Reconoce Miró que era “un pésimo estudiante” (Massot, 2018: p.38) y eso hacía que pasara sobre él la peor disciplina del colegio. Sentía que estaba llamado a una cosa bien distinta a la de casi todos sus compañeros, pero su sueño no tenía sitio entre ellos y menos todavía en el colegio. Tampoco en su casa. Incluso siendo anciano, su corazón arrastraba aún el dolor del rechazo de su madre y las burlas y minusvaloración de su padre.
Contigua al colegio al que tan triste asistió había una capilla dedicada a San Cristóbal y a Miró le impresionó la imagen de ese santo que cargaba sobre sus hombros con un niño —posteriormente sabría que era Jesús— para cruzar un turbulento río pese a que aquella criatura iba pesando cada vez más ya que asumía sobre él todos los pecados del mundo.

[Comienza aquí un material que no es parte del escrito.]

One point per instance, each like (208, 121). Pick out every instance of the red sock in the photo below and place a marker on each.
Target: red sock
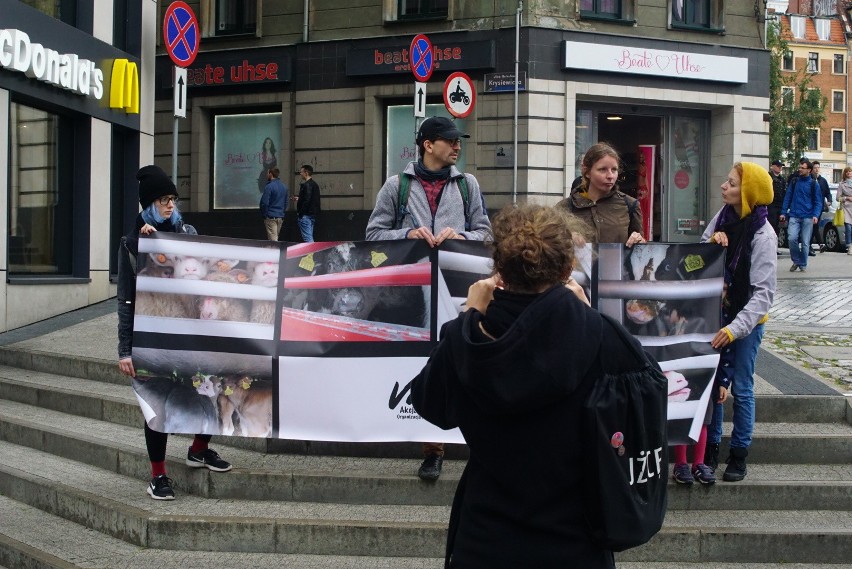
(680, 454)
(198, 445)
(700, 447)
(158, 468)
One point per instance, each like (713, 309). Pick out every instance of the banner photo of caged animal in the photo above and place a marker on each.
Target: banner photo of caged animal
(206, 288)
(668, 296)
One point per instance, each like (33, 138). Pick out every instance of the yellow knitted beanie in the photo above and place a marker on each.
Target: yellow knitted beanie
(755, 188)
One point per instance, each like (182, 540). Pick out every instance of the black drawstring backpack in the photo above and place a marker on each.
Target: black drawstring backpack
(624, 422)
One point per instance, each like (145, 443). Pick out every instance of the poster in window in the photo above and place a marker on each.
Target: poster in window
(245, 147)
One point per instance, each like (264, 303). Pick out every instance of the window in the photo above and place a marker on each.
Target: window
(245, 146)
(823, 26)
(813, 139)
(698, 14)
(419, 9)
(837, 140)
(787, 97)
(838, 101)
(63, 10)
(601, 8)
(41, 190)
(813, 62)
(797, 26)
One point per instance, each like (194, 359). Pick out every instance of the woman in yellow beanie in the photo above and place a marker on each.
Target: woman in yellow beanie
(750, 264)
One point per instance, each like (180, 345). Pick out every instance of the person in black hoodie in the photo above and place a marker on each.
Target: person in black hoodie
(512, 372)
(159, 200)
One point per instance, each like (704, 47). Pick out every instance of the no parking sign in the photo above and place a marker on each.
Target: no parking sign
(181, 33)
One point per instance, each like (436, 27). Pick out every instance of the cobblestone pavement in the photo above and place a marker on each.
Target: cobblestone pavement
(810, 326)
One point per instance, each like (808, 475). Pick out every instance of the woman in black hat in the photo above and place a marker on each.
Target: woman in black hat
(159, 200)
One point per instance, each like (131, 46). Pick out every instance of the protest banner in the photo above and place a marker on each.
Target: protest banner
(320, 341)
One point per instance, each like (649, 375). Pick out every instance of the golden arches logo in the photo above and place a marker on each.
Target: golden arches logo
(124, 87)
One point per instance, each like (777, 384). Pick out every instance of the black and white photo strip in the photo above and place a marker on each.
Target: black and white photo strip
(668, 295)
(357, 291)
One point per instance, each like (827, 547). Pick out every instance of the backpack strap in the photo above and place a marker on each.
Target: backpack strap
(402, 199)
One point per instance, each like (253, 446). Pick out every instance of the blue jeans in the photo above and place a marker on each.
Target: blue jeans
(799, 230)
(742, 388)
(306, 226)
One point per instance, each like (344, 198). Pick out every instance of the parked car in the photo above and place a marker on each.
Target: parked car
(832, 238)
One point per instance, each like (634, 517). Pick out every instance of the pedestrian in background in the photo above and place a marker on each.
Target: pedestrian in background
(844, 196)
(273, 202)
(802, 208)
(307, 203)
(779, 187)
(436, 208)
(159, 200)
(750, 279)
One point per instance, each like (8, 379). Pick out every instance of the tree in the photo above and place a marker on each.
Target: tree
(795, 106)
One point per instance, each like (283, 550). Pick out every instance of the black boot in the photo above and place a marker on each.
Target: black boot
(736, 469)
(711, 456)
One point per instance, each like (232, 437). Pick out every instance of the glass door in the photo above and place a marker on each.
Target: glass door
(685, 175)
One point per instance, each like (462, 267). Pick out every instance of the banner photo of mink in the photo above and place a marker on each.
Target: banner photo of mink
(367, 291)
(213, 393)
(669, 296)
(203, 286)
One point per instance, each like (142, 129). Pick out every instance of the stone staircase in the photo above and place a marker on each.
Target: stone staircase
(73, 470)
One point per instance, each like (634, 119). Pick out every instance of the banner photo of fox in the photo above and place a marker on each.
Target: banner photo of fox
(669, 297)
(203, 334)
(359, 391)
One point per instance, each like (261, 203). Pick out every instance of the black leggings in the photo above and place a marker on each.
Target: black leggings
(156, 443)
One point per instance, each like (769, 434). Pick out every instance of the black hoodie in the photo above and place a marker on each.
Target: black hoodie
(517, 401)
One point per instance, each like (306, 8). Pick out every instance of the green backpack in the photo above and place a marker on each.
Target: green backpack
(402, 199)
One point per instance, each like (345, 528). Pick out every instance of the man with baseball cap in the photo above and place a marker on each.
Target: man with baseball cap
(431, 200)
(779, 186)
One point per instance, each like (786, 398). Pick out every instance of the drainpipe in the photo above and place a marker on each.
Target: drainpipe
(515, 121)
(305, 22)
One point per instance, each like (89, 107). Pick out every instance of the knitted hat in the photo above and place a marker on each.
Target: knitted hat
(756, 187)
(153, 184)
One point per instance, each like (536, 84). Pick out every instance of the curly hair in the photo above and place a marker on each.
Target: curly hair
(533, 246)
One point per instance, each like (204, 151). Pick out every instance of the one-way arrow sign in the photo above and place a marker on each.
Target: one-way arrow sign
(420, 99)
(180, 92)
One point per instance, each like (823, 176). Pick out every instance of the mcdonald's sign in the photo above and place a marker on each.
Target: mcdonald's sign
(124, 86)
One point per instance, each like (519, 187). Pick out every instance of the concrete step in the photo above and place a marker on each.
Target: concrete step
(121, 449)
(115, 505)
(802, 442)
(41, 540)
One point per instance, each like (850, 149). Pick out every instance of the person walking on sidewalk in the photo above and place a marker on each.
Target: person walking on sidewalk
(442, 203)
(844, 196)
(750, 279)
(273, 202)
(159, 200)
(307, 203)
(803, 205)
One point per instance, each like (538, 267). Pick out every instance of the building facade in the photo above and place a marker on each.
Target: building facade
(816, 35)
(74, 127)
(680, 85)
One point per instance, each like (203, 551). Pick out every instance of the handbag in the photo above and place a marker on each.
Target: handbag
(839, 218)
(625, 439)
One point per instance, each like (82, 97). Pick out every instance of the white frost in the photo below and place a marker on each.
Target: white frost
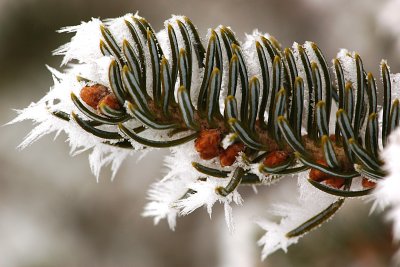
(311, 201)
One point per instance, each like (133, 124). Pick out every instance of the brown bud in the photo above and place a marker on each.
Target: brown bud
(318, 175)
(367, 183)
(335, 182)
(276, 158)
(207, 143)
(110, 101)
(228, 156)
(332, 137)
(91, 95)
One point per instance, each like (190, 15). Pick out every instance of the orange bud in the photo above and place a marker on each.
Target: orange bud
(228, 156)
(318, 175)
(276, 158)
(367, 183)
(91, 95)
(207, 143)
(110, 101)
(335, 182)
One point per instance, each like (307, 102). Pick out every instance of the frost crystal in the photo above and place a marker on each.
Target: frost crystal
(310, 202)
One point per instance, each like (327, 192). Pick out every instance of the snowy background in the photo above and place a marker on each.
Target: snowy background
(52, 211)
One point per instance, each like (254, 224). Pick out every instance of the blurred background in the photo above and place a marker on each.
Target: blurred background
(54, 213)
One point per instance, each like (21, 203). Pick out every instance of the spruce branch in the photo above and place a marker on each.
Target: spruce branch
(263, 111)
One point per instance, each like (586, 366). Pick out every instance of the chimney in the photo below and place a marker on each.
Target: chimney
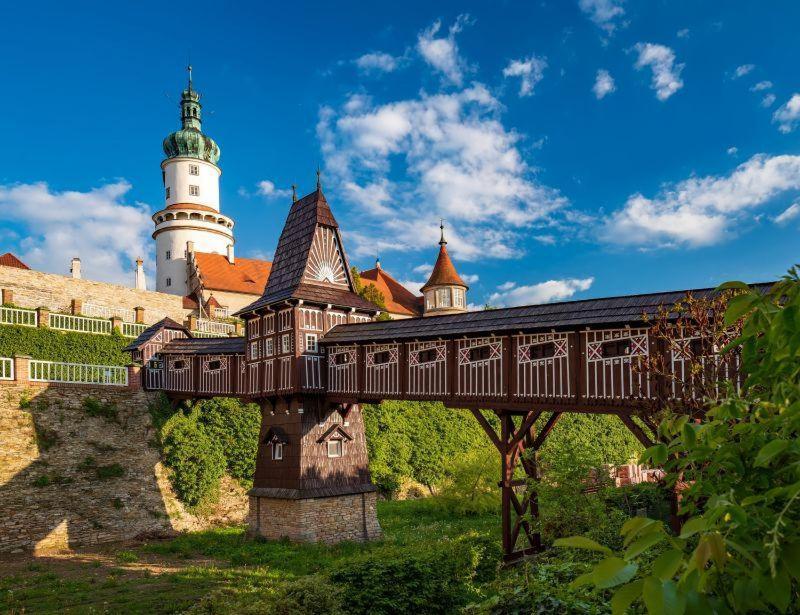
(75, 268)
(140, 282)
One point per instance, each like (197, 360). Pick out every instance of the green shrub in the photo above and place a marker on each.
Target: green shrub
(195, 459)
(234, 427)
(70, 347)
(427, 580)
(94, 407)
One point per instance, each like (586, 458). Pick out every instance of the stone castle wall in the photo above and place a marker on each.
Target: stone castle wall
(32, 289)
(68, 478)
(329, 520)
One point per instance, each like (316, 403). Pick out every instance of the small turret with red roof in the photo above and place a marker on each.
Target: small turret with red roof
(445, 292)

Aquella iconografía de San Cristóbal catalizó su atención hasta el punto de que él mismo la reprodujo a su estilo y que durante toda su vida, hasta su muerte, colgó una imagen de San Cristóbal de las paredes de su taller. Quizás Miró sentía que siendo adulto cargaba con su infancia sobre sus hombros y que el peso de su traumática infancia se le iba haciendo progresivamente pesada, incluso cuando las aguas que atravesaba parecían dulces y pacíficas por su éxito.
Refugios de felicidad
Sin embargo, junto a ese abandono infantil, la propia infancia le proporcionó los refugios de felicidad, muy especialmente la vida rural en contacto con la naturaleza en las casas de sus abuelos en el campo catalán y Mallorca. La infancia, donde a veces caemos en calderas de abandono, abusos y dolor, también nos da fuentes de cura y profundo gozo, quizás mayor en su amor que el mal causado por el sufrimiento. Miró es ejemplo de saber mirar ambas cosas. Nos sorprende cómo la inocencia y fe de los niños son capaces de salvar o no manchar esas experiencias de dicha.
Para curar nuestras heridas de la infancia, cuando tanta compasión sentimos por ese niño que fuimos y sigue llorando indefenso en algún pasillo de nuestro interior, necesitamos la ayuda del niño feliz que también fuimos. Ese niño feliz también está en nuestro interior y es nuestro mejor defensor, quien mejor puede consolar al adulto que ahora somos. Tú quieres salvar al niño herido y sombrío, pero será la dicha solar de ese niño herido la que te salva a ti.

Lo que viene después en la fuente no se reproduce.